Basically what you did should ideally work, but it does require there to be some way to convert the value to a string, which in the case of pair doesn't exist yet. So until that is resolved you would need to use a bit of workaround.

phlptp avatar Feb 27 '22 23:02 phlptp

Thank you for the swift response! I did a (different) workaround. I'm waiting for a fix to come in the future :)

quinor avatar Feb 28 '22 02:02 quinor

Yeah, I also couldn't make it work with strings. :-/

    using certs = std::pair<std::string, std::string>;
    certs x;
    op->add_option<certs>(
        "--verify", x,
        "[SIGNER SUBJECT] Verify the signature of the subject cert with the signer;\n"
        "by default, 'root.crt' and 'leaf.crt' are used")
        ->delimiter(' ')
        ->default_str("root.crt leaf.crt");

When I ran it with an empty option --verify it complains:

--verify: 2 required [TEXT,TEXT] missing
Run with --help for more information.

which doesn't make any sense since I have a default string value set, and BTW, [TEXT,TEXT] also doesn't make sense since I changed the delimiter.

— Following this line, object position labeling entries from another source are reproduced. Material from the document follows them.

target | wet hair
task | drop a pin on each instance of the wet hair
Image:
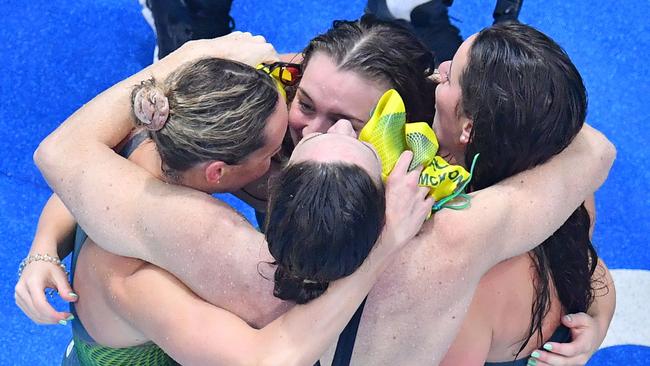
(217, 111)
(527, 102)
(324, 218)
(383, 52)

If I do not use the --verify option at all, the x is empty anyway.

It looks like the default with complex types does not work at all, or am I missing something in the code?

ademyankov avatar Jan 12 '23 03:01 ademyankov

It looks like I didn't understand how the options works. The default value is assigned only if the option is not specified in the command line arguments. Otherwise, it is required to provide a value for the option.

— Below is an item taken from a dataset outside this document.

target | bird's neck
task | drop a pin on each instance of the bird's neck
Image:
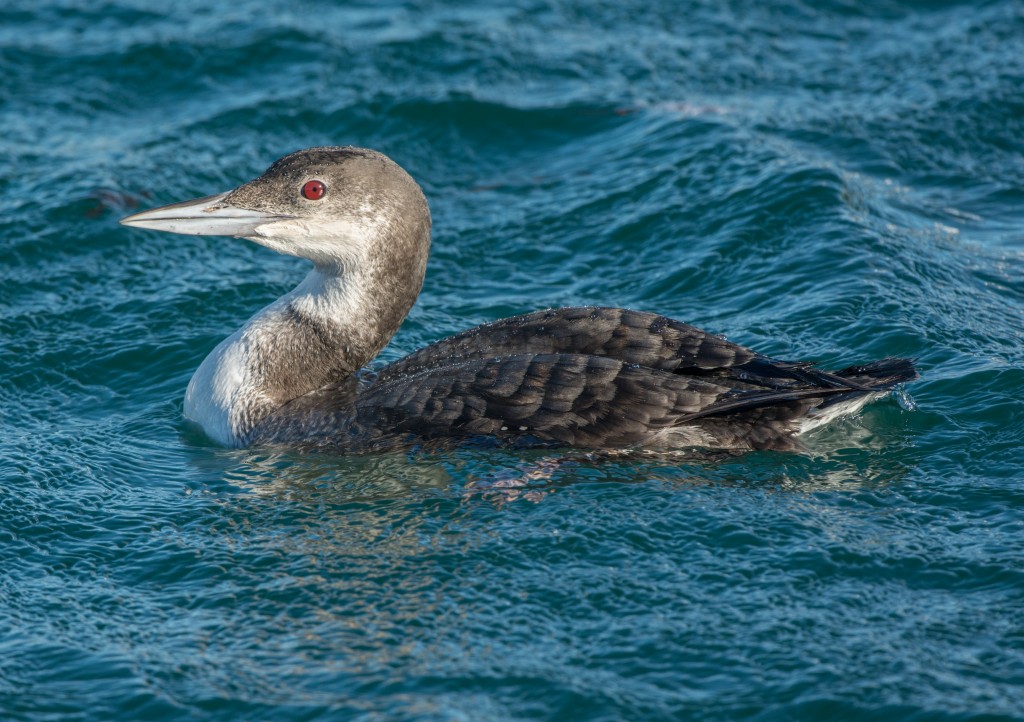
(328, 328)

And the ->default_str() is not the right function to use, it has to be ->default_val()

    std::string str;
    op->add_option<std::string>(
        "-s,--str", str, "description")
        ->default_val("abc");

But in this case, the logic behind default_val() doesn't make any sense :/ since I can set the default value when I declare the variable std::string str("abc");

ademyankov avatar Jan 12 '23 18:01 ademyankov

The default_val/str is used in a few cases

  1. When displaying a value in help - it can be derived from the variable used in the add_option as well.
  2. When querying the value of an option that was not given opt->results(output)
  3. When no arguments are passed to an option that allows arguments but is specified to allow none or some.

In your case if you want to use the default_str for case 3 then what is needed is

 op->add_option(
        "-s,--str", str, "description")
        ->default_val("abc")->expected(0,1); 

now in the case of pair I think we are still working out all the edge cases with default values and multivalue non-vector inputs and things like that but it should look like this

using certs = std::pair<std::string, std::string>;
    certs x;
    op->add_option(
        "--verify", x,
        "[SIGNER SUBJECT] Verify the signature of the subject cert with the signer;\n"
        "by default, 'root.crt' and 'leaf.crt' are used")
        ->delimiter(' ')
        ->default_str("root.crt leaf.crt")->expected(0,2);

the main thing you are missing is expected(0,max)

phlptp avatar Jan 12 '23 23:01 phlptp

Thank you, @phlptp ! That was exactly what I was missing. Now, I understand what it means in the documentation expected(0,1) is the equivalent of making a flag.